McDonagh et al12 assessed clinic-based patient education intervention studies (n = 5, RTIs, all ages) and found reductions in antibiotic prescribing and consumption; their findings on parental knowledge, parental satisfaction, and return visits align with those presented here. A Cochrane systematic review6 (n = 2, upper RTIs, children) found paper SNA may reduce antibiotic prescribing and consumption compared with usual care, but resulted in no changes in return visits and patient satisfaction. Mortazhejri et al14 found that patient-oriented interventions, especially delayed prescriptions, may reduce antibiotic use (upper RTIs, all ages). As with Andrews et al’s study,15 different interpretations and classifications of heterogeneous interventions and comparisons were observed in the study presented here.
Implications for research and practice
The use of paper SNA is to be encouraged, as it can reduce antibiotic prescribing, consumption, and return visits, although it did not improve parental knowledge or satisfaction. Video SNA and online materials did succeed in this regard, but their effect on antibiotic prescribing is less known. A combination of paper and oral SNA may be the most effective approach to reduce antibiotic prescribing.
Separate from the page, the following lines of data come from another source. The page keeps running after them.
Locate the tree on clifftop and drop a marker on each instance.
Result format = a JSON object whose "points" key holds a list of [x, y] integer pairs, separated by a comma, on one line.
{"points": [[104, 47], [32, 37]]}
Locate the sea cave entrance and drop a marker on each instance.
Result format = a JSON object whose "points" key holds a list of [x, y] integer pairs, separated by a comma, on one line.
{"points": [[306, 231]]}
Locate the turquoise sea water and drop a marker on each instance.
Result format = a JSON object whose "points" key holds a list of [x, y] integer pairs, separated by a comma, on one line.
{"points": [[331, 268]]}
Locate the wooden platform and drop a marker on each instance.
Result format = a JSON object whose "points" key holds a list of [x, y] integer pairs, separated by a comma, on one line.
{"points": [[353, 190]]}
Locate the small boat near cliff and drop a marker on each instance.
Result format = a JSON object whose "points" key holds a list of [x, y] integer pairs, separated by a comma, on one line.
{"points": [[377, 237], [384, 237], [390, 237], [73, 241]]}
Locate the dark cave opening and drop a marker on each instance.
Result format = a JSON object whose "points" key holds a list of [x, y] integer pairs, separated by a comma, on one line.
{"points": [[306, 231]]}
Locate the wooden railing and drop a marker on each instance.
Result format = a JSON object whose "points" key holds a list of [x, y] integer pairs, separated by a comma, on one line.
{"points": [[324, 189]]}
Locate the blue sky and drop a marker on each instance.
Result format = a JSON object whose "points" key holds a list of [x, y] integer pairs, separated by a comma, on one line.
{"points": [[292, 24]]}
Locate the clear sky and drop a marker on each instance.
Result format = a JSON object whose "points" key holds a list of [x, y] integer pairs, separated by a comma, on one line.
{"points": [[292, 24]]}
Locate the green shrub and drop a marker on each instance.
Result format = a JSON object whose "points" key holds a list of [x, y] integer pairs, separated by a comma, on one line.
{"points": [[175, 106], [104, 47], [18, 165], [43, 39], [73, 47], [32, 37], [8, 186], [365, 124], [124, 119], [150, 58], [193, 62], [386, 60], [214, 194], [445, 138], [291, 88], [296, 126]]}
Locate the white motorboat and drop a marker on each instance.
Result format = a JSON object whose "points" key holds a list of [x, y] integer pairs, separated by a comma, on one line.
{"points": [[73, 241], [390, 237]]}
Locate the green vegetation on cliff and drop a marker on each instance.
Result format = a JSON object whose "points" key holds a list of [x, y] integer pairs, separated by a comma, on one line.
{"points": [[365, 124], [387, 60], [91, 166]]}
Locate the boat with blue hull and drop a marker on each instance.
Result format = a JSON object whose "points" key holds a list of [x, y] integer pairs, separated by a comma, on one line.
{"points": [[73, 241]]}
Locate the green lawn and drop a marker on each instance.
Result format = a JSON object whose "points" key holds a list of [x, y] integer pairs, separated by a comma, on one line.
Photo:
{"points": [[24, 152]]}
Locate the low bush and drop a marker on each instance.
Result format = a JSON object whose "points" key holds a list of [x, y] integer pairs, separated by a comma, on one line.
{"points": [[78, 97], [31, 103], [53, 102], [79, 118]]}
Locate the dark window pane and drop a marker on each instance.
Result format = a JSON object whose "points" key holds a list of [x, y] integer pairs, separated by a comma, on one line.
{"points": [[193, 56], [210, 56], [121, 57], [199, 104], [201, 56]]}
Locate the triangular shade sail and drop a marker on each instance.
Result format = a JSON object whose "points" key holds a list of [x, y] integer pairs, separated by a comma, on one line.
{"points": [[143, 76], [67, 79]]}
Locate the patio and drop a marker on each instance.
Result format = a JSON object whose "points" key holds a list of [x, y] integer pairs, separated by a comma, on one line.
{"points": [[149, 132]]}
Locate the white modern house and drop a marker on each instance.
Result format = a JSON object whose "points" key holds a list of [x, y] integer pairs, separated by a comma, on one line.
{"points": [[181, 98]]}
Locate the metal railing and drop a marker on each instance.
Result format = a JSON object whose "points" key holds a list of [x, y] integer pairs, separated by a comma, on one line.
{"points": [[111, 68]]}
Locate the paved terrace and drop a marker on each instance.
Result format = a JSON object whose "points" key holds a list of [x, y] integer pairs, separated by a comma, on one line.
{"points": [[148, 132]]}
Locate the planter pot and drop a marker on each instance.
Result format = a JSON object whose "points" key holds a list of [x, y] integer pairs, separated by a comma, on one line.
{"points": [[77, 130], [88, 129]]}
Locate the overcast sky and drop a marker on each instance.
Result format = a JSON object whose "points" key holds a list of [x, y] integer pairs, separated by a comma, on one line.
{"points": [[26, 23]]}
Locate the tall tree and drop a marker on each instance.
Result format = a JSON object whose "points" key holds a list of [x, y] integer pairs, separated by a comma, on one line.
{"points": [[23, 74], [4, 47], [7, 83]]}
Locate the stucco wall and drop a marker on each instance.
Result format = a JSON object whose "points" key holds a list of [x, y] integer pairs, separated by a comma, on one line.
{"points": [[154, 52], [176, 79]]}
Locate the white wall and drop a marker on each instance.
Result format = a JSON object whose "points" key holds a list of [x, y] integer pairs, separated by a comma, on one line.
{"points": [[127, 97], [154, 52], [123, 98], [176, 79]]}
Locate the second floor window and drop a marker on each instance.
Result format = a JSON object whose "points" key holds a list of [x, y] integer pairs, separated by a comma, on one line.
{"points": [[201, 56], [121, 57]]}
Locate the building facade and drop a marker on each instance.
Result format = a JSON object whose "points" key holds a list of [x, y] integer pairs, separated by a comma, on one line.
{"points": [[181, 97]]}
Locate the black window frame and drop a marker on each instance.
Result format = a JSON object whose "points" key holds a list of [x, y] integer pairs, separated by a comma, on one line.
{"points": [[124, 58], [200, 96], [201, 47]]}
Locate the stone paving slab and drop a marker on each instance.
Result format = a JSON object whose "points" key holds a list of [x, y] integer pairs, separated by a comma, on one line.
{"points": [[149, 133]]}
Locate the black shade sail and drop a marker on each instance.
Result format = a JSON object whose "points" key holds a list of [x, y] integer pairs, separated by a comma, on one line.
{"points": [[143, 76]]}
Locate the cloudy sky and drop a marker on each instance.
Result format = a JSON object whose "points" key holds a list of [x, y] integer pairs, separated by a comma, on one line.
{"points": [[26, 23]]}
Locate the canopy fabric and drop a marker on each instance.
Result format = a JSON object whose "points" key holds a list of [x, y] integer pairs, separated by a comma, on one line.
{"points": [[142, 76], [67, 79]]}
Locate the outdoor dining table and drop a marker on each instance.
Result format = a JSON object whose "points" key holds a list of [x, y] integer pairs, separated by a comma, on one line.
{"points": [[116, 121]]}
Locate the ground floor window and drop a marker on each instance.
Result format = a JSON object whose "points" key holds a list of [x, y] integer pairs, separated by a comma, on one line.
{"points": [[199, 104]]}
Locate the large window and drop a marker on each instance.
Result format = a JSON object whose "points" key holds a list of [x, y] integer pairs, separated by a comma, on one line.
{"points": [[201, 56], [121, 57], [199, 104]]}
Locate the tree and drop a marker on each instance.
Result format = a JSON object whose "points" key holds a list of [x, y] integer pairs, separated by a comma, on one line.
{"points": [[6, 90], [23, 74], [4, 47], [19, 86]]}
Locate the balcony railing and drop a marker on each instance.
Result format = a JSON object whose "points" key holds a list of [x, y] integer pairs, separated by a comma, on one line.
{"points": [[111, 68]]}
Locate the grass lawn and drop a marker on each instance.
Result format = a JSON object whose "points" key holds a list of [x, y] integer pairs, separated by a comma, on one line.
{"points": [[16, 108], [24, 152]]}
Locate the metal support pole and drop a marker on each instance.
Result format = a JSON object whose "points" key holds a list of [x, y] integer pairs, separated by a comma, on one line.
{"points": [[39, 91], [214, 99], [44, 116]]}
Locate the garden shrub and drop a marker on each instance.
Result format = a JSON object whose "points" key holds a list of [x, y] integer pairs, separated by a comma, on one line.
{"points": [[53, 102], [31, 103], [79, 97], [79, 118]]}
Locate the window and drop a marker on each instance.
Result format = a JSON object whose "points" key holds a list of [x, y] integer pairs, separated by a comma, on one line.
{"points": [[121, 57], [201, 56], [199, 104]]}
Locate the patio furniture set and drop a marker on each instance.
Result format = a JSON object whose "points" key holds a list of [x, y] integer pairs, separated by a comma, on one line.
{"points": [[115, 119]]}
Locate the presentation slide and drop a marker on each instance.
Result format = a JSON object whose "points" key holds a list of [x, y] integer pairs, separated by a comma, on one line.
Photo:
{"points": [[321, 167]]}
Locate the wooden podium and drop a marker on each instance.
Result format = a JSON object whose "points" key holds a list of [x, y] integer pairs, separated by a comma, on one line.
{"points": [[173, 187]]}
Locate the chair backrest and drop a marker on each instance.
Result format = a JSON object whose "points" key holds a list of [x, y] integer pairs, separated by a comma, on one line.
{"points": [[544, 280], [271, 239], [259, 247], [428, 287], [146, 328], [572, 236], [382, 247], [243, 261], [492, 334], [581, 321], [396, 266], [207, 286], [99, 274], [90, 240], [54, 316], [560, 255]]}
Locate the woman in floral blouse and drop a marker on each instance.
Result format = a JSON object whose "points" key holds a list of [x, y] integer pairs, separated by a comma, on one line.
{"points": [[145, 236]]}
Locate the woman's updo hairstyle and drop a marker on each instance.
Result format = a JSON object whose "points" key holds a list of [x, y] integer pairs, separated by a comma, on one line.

Moving forward, high-quality CRTs/RCTs with long follow-up periods are needed to assess different SNA approaches (coproduced by parents and experts) on multiple outcomes (patient oriented, provider oriented, and adverse events). Further study is also required on the cost-effectiveness of interventions, effects on antibiotic resistance of regional pathogens, and the impact of withdrawing the intervention.
Acknowledgments
The authors thank Sara Vander Mijnsbrugge, MD, and Katarzyna Dubejko, MD, whose Master’s theses were the basis for this review. Jan Y Verbakel was supported by the National Institute for Health and Care Research (NIHR) Community Healthcare MedTech and In Vitro Diagnostics Cooperative at Oxford Health NHS Foundation Trust. The views expressed are those of the author(s) and not necessarily those of the NHS, the NIHR, or the Department of Health and Social Care.
Notes
Funding
This study is part of Ruben Burvenich’s PhD project, which is funded by a
KCE (Belgian Health Care Knowledge Centre) investigator-led trials programme (reference: KCE-181137 ARON), for which KU Leuven acts as the sponsor and Ghent University is a cooperating academic centre. The financing is mediated entirely by KU Leuven. No funding was provided for this study specifically.
Ethical approval
As this systematic review and network meta-analysis summarises existing literature, no ethics committee approval was required.
Data
Most of the relevant data are included within the article or as supplementary data. Additional data are available on reasonable request from the corresponding author.
Provenance
Freely submitted; externally peer reviewed.
Competing interests
The authors have declared no competing interests.